I don't fully know the implications of this realization, nor do I know the extent of this tendency in my life. What I do know is that this tendency (or is it a desire) is fairly far reaching. I know that I am no longer willing to accept it as a given in my life. I also know that I should spend far more time, far more energy, and far more attention on trying to please my Lord and Savior, then on the people around me.

As I am writing this, I have been looking for a verse to include that speaks to this issue: partially to give me a proper Biblical perspective on the issue, and partially to seem wise to any who read this (will anyone read this?). Of course, that second reason illustrates perfectly the need for the title of my Blog, "an attempt at authenticity," and the title of this post. As I looked for a verse, I felt certain there was something in the Bible that addressed my situation, although I wasn't even sure. Without a idea of where to look specifically, I went to the concordance.

Amazingly enough, when I turned to one of the verses it was already underlined. Apparently, the verse stood out to me at some point in the past, probably because I have been a people pleaser for as long as I can remember.

Galatians 1:10
"Am I now trying to win the approval of men, or of God? Or am I trying to please men? If I were still trying to please men, I would not be a servant of Christ."

Perhaps this verse is why I have felt so confronted by this truth of my life. By attempting to please those around me, I have failed to be a servant of Christ.
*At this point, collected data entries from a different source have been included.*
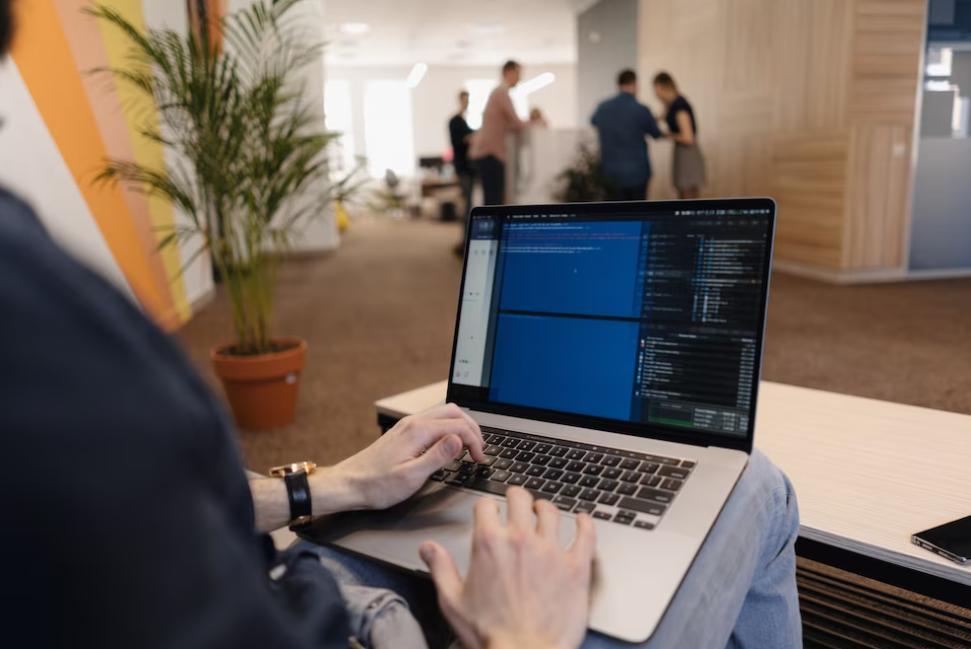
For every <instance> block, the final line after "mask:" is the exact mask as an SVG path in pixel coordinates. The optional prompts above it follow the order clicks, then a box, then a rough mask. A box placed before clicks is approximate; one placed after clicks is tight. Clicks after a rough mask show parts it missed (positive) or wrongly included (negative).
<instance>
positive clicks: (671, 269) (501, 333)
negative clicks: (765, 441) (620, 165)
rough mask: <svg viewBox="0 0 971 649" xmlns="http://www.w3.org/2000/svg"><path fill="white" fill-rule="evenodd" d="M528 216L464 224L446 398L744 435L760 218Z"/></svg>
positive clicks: (542, 212) (546, 210) (739, 205)
mask: <svg viewBox="0 0 971 649" xmlns="http://www.w3.org/2000/svg"><path fill="white" fill-rule="evenodd" d="M725 205H727V206H728V207H724V206H725ZM732 205H735V207H732ZM689 206H690V207H689ZM533 210H534V211H531V210H530V208H529V207H515V208H488V209H485V210H476V211H475V212H474V214H473V217H472V222H471V224H470V240H469V244H468V255H467V259H466V268H465V275H464V278H463V288H462V298H461V303H460V307H459V322H458V326H457V333H456V341H455V349H454V358H453V365H452V373H451V382H450V391H449V398H450V399H455V400H458V401H459V403H460V404H461V405H468V404H467V403H463V402H468V403H476V404H491V405H494V406H510V407H514V408H516V407H518V408H529V409H535V410H538V411H544V412H549V413H563V414H568V415H579V416H584V417H595V418H598V419H602V420H612V421H617V422H628V423H632V424H640V425H645V424H646V425H649V426H650V427H651V428H654V427H662V428H664V429H668V430H671V431H676V430H681V431H694V432H698V433H708V434H711V433H715V434H719V435H723V436H735V437H742V438H744V437H747V436H748V435H750V433H751V427H752V419H753V416H754V395H753V391H754V390H755V389H756V388H757V382H758V376H759V369H760V363H761V347H762V345H761V343H762V333H763V326H764V314H765V302H766V293H767V290H768V285H767V284H768V273H769V265H770V260H771V248H772V224H773V222H774V205H773V204H772V202H771V201H768V200H746V201H739V202H732V201H727V202H726V201H722V202H711V201H692V202H679V203H673V202H670V203H646V204H616V206H615V207H609V206H605V205H589V206H582V205H560V206H544V207H537V208H533ZM504 212H505V213H504ZM496 411H499V412H502V408H498V409H496ZM516 414H522V412H517V413H516ZM642 428H643V427H642Z"/></svg>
I do things for my glory, not for His. My paradigm is backwards, skewed, incongruent with who it is that I want to be, who I was made to be.

Even in minimal things like this blog, my perspective has been all wrong. I created this blog nearly two months ago, and yet until tonight have not posted anything. I was too worried about what to write. I wanted to have an amazingly epic blog, with deep insights that others would be compelled to complement me on. What I failed to notice was that this desire was in direct conflict with my very motivation for creating the blog (and thus it's title).
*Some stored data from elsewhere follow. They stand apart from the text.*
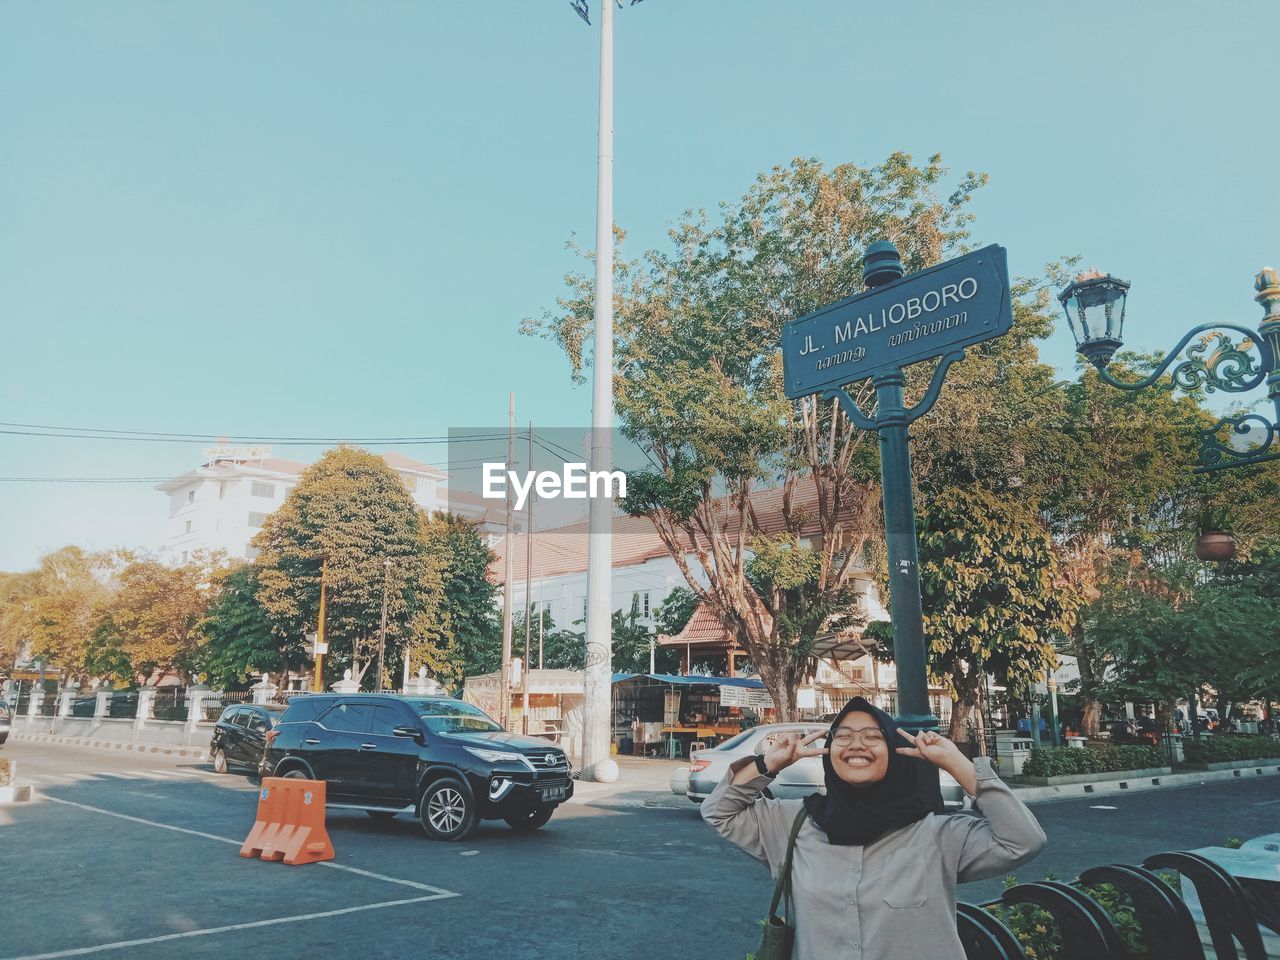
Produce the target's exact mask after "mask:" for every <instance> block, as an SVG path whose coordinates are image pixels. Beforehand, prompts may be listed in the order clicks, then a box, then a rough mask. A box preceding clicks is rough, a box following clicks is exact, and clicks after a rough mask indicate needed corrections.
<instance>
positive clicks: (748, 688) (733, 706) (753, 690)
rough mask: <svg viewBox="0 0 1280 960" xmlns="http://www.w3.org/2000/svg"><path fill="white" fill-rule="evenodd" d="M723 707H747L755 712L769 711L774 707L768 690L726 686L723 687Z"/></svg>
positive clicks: (734, 686) (743, 687) (721, 689)
mask: <svg viewBox="0 0 1280 960" xmlns="http://www.w3.org/2000/svg"><path fill="white" fill-rule="evenodd" d="M721 707H746V708H749V709H753V710H767V709H769V708H771V707H773V698H772V696H771V695H769V691H768V690H756V689H754V687H741V686H730V685H724V686H722V687H721Z"/></svg>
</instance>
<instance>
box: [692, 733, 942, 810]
mask: <svg viewBox="0 0 1280 960" xmlns="http://www.w3.org/2000/svg"><path fill="white" fill-rule="evenodd" d="M827 728H828V726H827V724H826V723H812V722H810V723H765V724H762V726H759V727H751V728H750V730H745V731H742V732H741V733H739V735H737V736H735V737H730V739H728V740H726V741H724V742H723V744H721V745H719V746H713V748H712V749H709V750H694V753H692V754H691V755H690V758H689V759H690V763H689V787H687V788H686V791H685V796H687V797H689V799H690V800H692V801H694V803H695V804H700V803H701V801H703V800H705V799H707V797H708V795H709V794H710V792H712V791H713V790H714V788H716V786H717V785H718V783H719V782H721V781H722V780H724V774H726V773H728V768H730V764H732V763H733V760H739V759H741V758H744V756H751V755H754V754H762V753H764V751H765V750H767V749H768V748H769V744H771V742H772V740H773V739H774V737H777V736H778V735H781V733H804V735H805V736H808V735H809V733H817V732H818V731H824V730H827ZM938 781H940V786H941V787H942V801H943V803H945V804H946V808H947V809H948V810H959V809H961V808H964V806H965V800H966V797H965V794H964V788H963V787H961V786H960V785H959V783H956V781H955V777H952V776H951V774H950V773H946V772H945V771H938ZM826 788H827V787H826V783H824V782H823V772H822V758H820V756H806V758H804V759H801V760H797V762H796V763H792V764H791V765H790V767H787V768H786V769H785V771H782V772H781V773H780V774H778V776H777V778H776V780H774V781H773V783H771V785H769V794H771V795H772V796H776V797H777V799H778V800H803V799H804V797H806V796H809V794H812V792H814V791H815V790H817V791H818V792H824V791H826Z"/></svg>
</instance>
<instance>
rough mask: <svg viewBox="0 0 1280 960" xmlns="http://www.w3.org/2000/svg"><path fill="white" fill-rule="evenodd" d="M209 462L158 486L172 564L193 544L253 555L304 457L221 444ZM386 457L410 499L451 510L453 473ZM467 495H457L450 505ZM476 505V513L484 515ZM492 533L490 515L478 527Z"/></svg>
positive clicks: (175, 477)
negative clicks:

I am a people pleaser. But I'm no longer willing to accept that fact as a truth of my life.

May God help me to seek his pleasure alone!

6 comments:

Anonymous said...

Good for people to know.

Angela Hoover said...

Encouraging to hear, from a fellow people-pleaser. God has caused the scales to fall from my eyes just a few weeks ago...when I went to look up the verse, I found I had underlined it in the past too...!

Robby Larson said...

Angela - Thanks for sharing your story. This issue has such a sneaky way of encroaching in our lives. Whether it was our upbringing or perhaps societal expectations, it is so easy to fall into the trap of trying to make others happy. And often this happens out of what I (we?) articulate as pure motives, when in fact it has more to do with my own acceptance of who God uniquely created me to be.
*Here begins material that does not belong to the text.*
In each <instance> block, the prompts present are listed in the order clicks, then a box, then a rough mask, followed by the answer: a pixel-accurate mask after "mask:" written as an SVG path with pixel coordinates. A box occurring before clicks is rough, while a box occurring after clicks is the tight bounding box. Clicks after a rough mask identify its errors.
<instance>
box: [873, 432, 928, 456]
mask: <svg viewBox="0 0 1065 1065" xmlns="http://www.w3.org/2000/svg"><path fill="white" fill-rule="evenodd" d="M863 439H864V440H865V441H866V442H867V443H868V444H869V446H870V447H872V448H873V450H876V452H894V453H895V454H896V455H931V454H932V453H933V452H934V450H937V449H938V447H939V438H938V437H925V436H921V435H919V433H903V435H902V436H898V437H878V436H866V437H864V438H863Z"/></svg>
We have to continue to seek the only approval that truly matters. I hope that your journey continues to be fruitful!

Caitlin said...

Welcome to the blog world.

As a writer, it's hard to balance the fine line of just how much of your soul do you expose. One of my friends brought it to my attention that I don't like to portray anything in my life in a negative life. I sat stunned when I read that. He pointed out that I fear that people won't offer the same grace and other Christians specifically.

Hard words to hear. I do run my own PR. I'm building brand. I don't think that's a negative thing.

But it can be when I'm only as deep as spit. When I'm not connecting with people. When I'm not letting them be Christ in my life.

So keep on. :)

Robby Larson said...

Thanks for sharing, Caitlin.

Just to know this was actually the first post from my blog. I wrote it almost four years ago...when I was still a twenty-something. (I wanted to meet Ally's criteria when posting.)

I've actually written a bunch more since this first post, and am getting ready to relaunch my blog in the next few weeks with an all new design.

I have found that it is difficult to balance the desire to be authentic with the need to guard myself with what I write. It's a fun challenge, but it really can be difficult.

Know that I really appreciate your encouragement!

Caitlin said...

@Robby - That's awesome and hilarious. Way to keep it 20-something relevant.